The author's study made apparent that conventional approaches separate the economy of technology from the ecology of technology because they generally take the form of a two-stage approach. The economy of technology strips away all contexts (human life, society, and the biosphere), leaving only the requisite inputs and the desired outputs of a technology. From the process of converting requisite inputs into desired outputs, participating specialists abstract those aspects that are coterminous with their domains of competence. Alternatives can no longer be assessed in terms of their meaning and value for human life, society, and the biosphere because these specialists have no such knowledge. Instead, they must be assessed in terms of their contribution to the performance of the process as measured by performance values. Such accounting of outputs and inputs is essential for the effective use of scarce resources. However, it is insufficient to ensure that greater outputs are not partly or wholly achieved at the expense of human life, society, and the biosphere. In a second stage, specialists deal with undesired effects only to ensure that these are within the acceptable limits set out by applicable regulations. The two-stage process assumes that the technical and economic optimum achieved in the first stage is not made sub-optimal by the second stage. The first stage is seen as creating wealth and the second as dealing with unavoidable costs. Conventional approaches are fundamentally non-preventive and non-precautionary in their structure. They are based on the production of gross wealth, not on optimizing the creation of net wealth by subtracting social and environmental costs. Nor do they ask the question how increased wealth correlates with well-being.

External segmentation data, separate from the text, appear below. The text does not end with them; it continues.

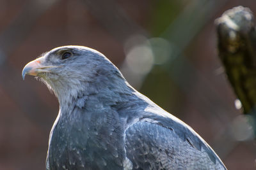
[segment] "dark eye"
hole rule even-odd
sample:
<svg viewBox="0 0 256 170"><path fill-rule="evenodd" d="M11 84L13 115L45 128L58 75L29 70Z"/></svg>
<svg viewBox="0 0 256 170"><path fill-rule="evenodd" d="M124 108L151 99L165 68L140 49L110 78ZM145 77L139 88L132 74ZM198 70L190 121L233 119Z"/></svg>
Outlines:
<svg viewBox="0 0 256 170"><path fill-rule="evenodd" d="M62 54L61 59L65 60L71 57L72 53L70 52L66 52Z"/></svg>

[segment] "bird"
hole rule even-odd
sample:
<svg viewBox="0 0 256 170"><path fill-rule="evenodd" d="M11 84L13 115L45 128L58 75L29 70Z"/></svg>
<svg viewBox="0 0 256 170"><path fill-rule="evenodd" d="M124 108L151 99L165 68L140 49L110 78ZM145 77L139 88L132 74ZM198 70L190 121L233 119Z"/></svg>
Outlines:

In contrast, the methods and approaches receiving much higher scores in the author's study integrate these two stages by adjusting design and decision-making to obtain the desired results while preventing, as much as possible, the undesired ones. These come closer to the way one normally drives a car, by looking out the windows and occasionally glancing at the dashboard. They are equipped with negative feedback regarding their consequences, while conventional approaches are not.
From this comparative study emerged a prescription based on the concept of preventive approaches. In 2002, the Canada Foundation for Innovation recognized this concept as one of twenty-five important recent innovations.
WILLEM H. VANDERBURG
SEE ALSO Engineering Ethics.
BIBLIOGRAPHY
Allenby, Braden R., and Deanna J. Richards. (1994). "Introduction." In The Greening of Industrial Ecosystems, eds. Braden R. Allenby and Deanna J. Richards. Washington, DC: National Academy Press.
Daly, Herman E., and John B. Cobb, Jr. (1989). For the Common Good: Redirecting the Economy Toward Community, the Environment and a Sustainable Future. Boston: Beacon Press.
Downey, James, and Lois Claxton, eds. (2002). Inno' Va - Tion: Essays By Leading Canadian Researchers. Toronto: Key Porter Books.
Karasek, Robert, and ?öres Theorell. (1990). Healthy Work: Stress, Productivity, and the Reconstruction of Working Life. New York: Basic Books.
Vanderburg, Willem H. (2000). The Labyrinth of Technology. Toronto: University of Toronto Press.